Basil Dean, executive sous chef at SLS Baha Mar and Anthony Burnside chef de cuisine SLS Baha Mar each brought their unique Bahamian flair to the recent Taste of SLS which featured a Bahamian station for the first time, the second time the event was held.
And they both were confident in what they brought to the table. Dean who returned home from Warwick New York to assume the executive sous position says he brings to the SLS table, counseling, guiding, coaching, and leadership.
“To bring one person each step at a time up the ladder,” said Dean. “What I think we lack as a people is sharing our experience as far as exposure is concerned, and from a local perspective, what is required to play on that international playing field.”
While Burnside, who after a year-and-a-half after joining the resort as the senior sous chef, banquet, saw himself promoted to SLS Hotel’s chef de cuisine.
“I got called into the office. I thought I had done something wrong, but I was actually called in and given a promotion, for which I’m grateful, honored and humbled.”
As for what he brings to the table: “I bring class, elegance, excellence and a Bahamian flare,” says Burnside.
It was the duo of Dean and Burnside that oversaw the Bahamian station making its first appearance at Taste of SLS.
Burnside described it as food his recently deceased mom would have cooked as far as flavor, with a twist on peas and rice and conch ceviche.
Peas and rice was served arancini style, but it still had the basic ingredients – salt beef and pork, and seasonings, but it was all rolled into a ball, breaded and fried, with a shot of steamed sauce which was shot into the arancini before consuming.
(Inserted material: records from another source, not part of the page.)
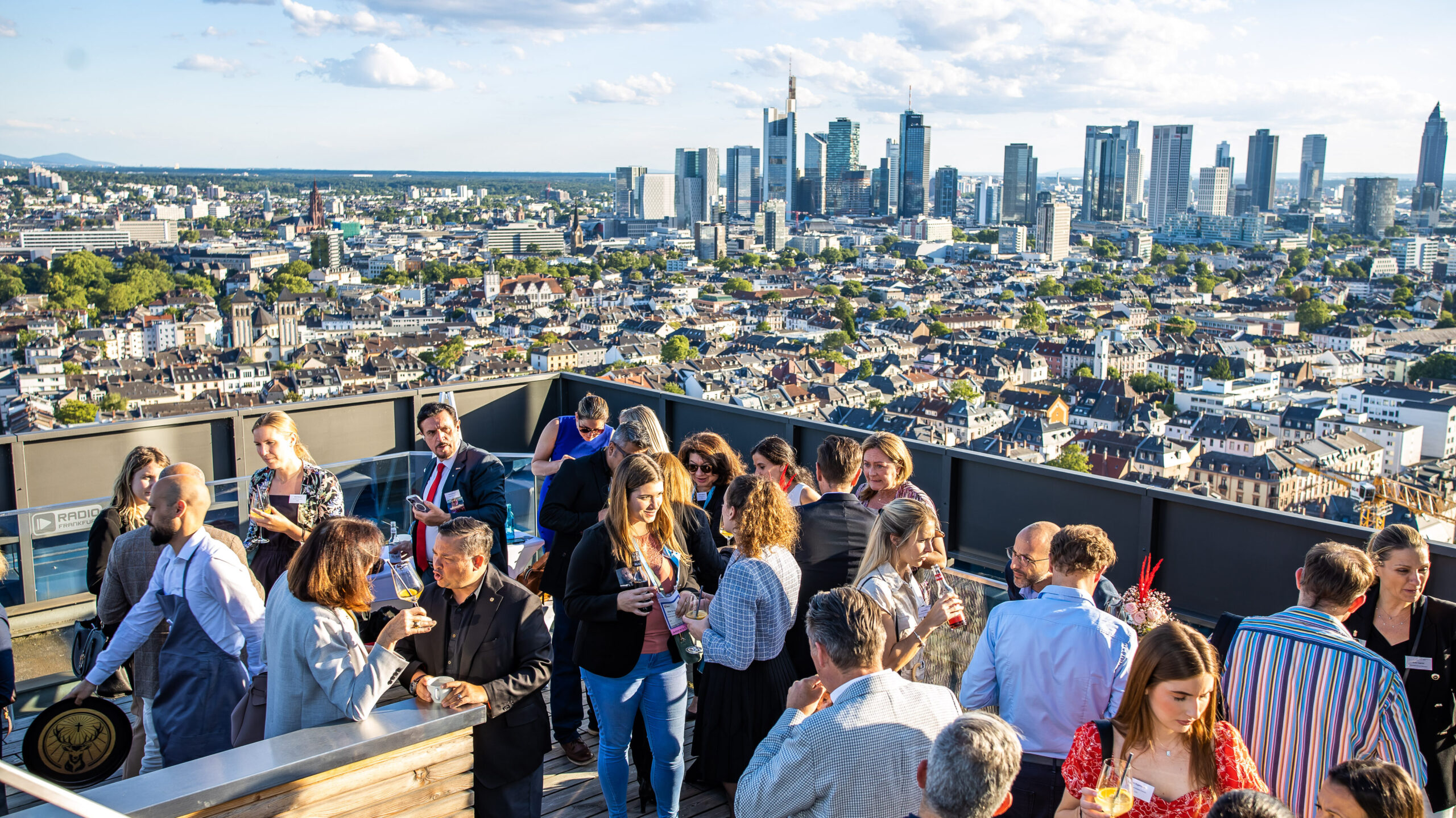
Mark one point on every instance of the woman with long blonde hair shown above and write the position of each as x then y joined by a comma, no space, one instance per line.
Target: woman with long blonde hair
127,510
621,590
1168,724
286,498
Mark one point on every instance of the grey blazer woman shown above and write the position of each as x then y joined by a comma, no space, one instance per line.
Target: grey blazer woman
318,664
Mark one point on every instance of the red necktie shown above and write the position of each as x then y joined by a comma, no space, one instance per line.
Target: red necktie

“There’s not much difference from your mom’s peas and rice, other than it would have been loose and we created it into a ball and added all the core ingredients – pigeon peas, the rice, the thyme, every single thing,” said Dean.
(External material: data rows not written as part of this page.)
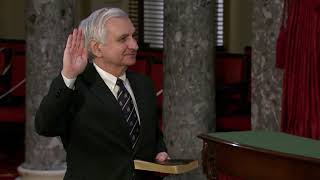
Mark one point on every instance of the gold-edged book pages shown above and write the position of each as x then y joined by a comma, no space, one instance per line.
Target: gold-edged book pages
171,166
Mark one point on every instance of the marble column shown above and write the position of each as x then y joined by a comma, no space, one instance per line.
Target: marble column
266,78
48,23
188,78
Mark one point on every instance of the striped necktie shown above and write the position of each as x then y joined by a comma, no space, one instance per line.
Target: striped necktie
128,111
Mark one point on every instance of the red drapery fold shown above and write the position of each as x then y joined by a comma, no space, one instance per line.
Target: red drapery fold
298,54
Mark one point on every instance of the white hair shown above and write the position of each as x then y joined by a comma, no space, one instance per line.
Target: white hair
93,26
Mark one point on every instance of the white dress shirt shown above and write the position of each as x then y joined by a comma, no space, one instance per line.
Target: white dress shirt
110,80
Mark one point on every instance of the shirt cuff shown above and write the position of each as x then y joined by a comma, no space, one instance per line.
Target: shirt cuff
69,82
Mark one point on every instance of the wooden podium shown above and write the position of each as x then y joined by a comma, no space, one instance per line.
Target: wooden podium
255,155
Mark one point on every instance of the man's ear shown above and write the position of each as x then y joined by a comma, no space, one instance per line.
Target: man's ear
95,48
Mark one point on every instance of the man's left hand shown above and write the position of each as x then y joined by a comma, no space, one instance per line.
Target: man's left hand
162,156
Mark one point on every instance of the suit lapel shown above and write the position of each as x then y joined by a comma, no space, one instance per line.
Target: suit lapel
138,94
98,87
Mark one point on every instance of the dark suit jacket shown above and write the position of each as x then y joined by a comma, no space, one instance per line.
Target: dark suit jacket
94,134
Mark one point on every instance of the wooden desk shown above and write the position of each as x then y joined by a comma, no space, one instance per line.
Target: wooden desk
260,156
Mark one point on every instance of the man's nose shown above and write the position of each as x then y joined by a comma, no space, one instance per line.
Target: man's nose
133,44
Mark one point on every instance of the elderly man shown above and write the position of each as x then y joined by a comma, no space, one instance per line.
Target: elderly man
105,116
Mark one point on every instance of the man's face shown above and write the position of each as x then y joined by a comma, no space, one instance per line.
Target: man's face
120,47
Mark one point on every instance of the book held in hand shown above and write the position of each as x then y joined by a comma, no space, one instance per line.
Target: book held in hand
170,166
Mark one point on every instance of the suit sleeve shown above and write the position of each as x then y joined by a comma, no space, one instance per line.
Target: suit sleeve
54,111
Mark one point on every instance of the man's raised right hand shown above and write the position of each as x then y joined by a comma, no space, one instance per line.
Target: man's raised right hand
75,57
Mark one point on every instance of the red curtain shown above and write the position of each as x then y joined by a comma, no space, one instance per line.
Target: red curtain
298,54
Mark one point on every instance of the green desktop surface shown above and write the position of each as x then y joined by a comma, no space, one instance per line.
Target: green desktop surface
273,141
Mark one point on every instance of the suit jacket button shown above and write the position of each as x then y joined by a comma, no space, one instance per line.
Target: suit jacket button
58,93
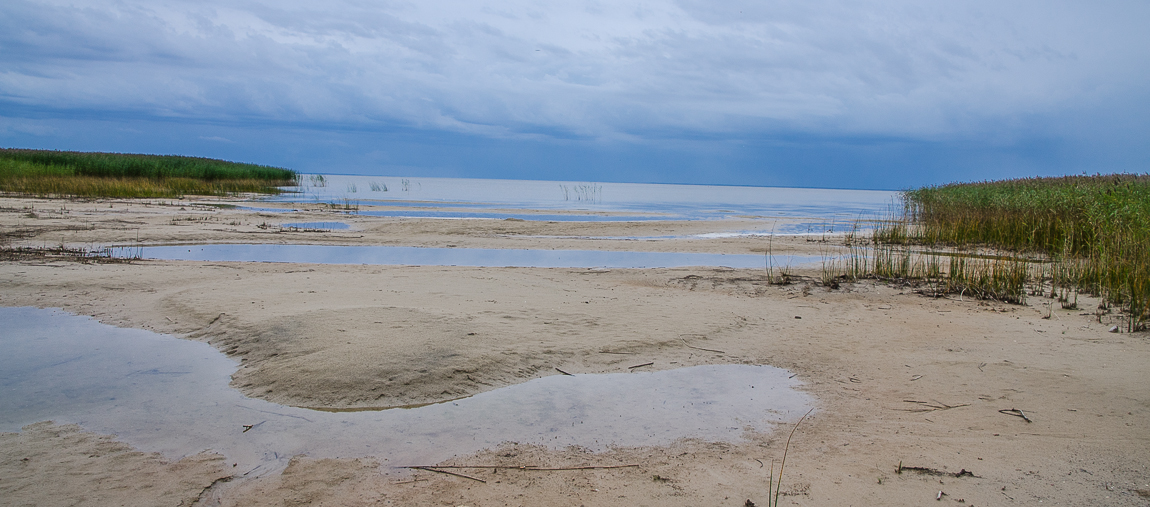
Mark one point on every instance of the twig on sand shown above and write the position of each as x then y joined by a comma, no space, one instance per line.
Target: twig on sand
521,467
603,467
1016,413
447,473
937,406
934,471
699,348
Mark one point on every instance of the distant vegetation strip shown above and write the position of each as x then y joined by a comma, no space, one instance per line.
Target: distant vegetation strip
1091,231
50,173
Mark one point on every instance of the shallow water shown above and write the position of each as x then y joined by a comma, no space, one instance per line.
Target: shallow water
408,255
665,201
316,225
165,394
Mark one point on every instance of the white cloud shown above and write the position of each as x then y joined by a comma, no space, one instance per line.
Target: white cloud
616,69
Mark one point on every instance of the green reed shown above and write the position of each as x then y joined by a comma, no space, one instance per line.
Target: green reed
1094,231
48,173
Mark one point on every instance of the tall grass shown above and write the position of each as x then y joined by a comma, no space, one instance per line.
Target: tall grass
37,171
1093,230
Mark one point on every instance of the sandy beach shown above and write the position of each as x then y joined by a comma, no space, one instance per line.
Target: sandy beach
918,398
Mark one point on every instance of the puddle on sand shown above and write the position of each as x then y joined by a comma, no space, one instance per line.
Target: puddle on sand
316,225
409,255
166,394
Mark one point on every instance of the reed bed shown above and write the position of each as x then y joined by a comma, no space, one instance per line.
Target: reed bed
1002,239
48,173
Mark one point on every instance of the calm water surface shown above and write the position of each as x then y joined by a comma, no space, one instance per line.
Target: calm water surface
166,394
659,201
411,255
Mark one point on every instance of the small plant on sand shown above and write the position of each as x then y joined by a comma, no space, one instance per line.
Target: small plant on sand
775,488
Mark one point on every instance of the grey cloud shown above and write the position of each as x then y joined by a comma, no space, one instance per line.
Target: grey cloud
588,69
The twist on conch salad saw the addition of lobster to the conch, which was tossed with passion fruit, citruses (orange, lemon, lime) and spices.
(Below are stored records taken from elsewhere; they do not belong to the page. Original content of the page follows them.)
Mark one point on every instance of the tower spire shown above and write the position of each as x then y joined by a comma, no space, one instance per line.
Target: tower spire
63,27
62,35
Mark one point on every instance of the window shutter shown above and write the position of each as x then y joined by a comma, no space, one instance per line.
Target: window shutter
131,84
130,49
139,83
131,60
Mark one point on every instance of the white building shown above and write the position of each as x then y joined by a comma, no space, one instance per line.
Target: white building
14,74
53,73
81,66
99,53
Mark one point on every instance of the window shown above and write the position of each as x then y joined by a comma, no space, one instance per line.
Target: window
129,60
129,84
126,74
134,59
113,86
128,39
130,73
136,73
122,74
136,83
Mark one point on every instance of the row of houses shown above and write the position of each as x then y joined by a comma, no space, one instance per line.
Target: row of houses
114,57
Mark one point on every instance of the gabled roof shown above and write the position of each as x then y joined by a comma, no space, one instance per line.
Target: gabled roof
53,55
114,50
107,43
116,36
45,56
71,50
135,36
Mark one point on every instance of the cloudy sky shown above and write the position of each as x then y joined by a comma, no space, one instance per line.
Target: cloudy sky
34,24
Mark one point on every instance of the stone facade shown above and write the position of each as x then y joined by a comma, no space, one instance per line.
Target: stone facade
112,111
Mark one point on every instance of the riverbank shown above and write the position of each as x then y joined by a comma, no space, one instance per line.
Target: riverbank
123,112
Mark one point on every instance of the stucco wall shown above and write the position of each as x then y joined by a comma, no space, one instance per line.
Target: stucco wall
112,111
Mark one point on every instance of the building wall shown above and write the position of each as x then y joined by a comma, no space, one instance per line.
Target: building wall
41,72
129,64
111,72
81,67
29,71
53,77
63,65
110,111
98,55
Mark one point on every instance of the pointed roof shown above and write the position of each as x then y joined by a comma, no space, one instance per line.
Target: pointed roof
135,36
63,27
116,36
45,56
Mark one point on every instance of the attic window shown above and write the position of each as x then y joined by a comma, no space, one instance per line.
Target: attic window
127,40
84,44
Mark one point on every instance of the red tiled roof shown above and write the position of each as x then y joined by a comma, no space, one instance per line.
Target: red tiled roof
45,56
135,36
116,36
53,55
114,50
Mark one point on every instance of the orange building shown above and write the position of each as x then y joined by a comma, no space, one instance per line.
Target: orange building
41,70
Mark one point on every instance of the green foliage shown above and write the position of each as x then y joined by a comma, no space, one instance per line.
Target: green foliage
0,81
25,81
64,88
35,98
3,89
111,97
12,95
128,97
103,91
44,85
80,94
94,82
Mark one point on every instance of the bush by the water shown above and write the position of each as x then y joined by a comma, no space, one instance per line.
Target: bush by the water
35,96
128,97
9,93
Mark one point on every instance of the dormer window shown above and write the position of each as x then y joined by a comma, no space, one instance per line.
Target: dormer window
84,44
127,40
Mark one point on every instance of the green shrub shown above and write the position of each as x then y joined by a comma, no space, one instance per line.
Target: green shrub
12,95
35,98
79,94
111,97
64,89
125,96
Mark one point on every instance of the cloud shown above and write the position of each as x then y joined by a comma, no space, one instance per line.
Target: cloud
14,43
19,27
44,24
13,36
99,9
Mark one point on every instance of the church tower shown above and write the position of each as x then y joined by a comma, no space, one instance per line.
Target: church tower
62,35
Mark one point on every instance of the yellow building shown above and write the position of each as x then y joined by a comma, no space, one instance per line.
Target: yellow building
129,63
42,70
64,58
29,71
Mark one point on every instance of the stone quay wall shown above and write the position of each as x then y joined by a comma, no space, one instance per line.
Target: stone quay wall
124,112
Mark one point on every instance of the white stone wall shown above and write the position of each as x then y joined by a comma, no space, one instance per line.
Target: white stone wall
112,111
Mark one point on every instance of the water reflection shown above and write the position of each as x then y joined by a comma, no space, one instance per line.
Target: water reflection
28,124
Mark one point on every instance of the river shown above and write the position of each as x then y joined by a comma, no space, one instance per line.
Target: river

“We highlighted what we can offer as far as the Bahamian offerings is concerned, and made it upscale,” said Dean.
“We just did two items to showcase a couple of things because we did not want to go crazy.”
The Taste of SLS experience was new to both chefs. They said the event served as a fantastic opportunity to showcase the fantastic restaurants at the hotel property – Katsuya, Fi’lia, Cleo, Carna, as well as a bit of pastry.
Dean said while in New York he found the opportunity exciting, as he did a lot in a different culture that also had a different way of operating. But he said that too often Bahamians feel as a people that they are less than, and that sometimes they are more than. And that they just have to go out into the world and see it for themselves to come to that realization.
“Then you will know where your place is. And there is a place for us – everywhere in the world, because we do a lot of amazing things. We are people from humble beginnings and when we do not have a lot, we present a lot with very little. And that’s what we do a lot, so that was a plus for me when I went to a location that was bountiful and has everything to offer. You do so much with so little.”
Dean says the opportunity presented itself for him to return home and to the SLS, and he took it.
“It’s always good, and I support what we can do local. It’s just a buying issue more than it is anything else. But we can offer basically anything that we have Bahamian to match any cuisine that there is out there. I have seen it and done it, so I know that it is possible.”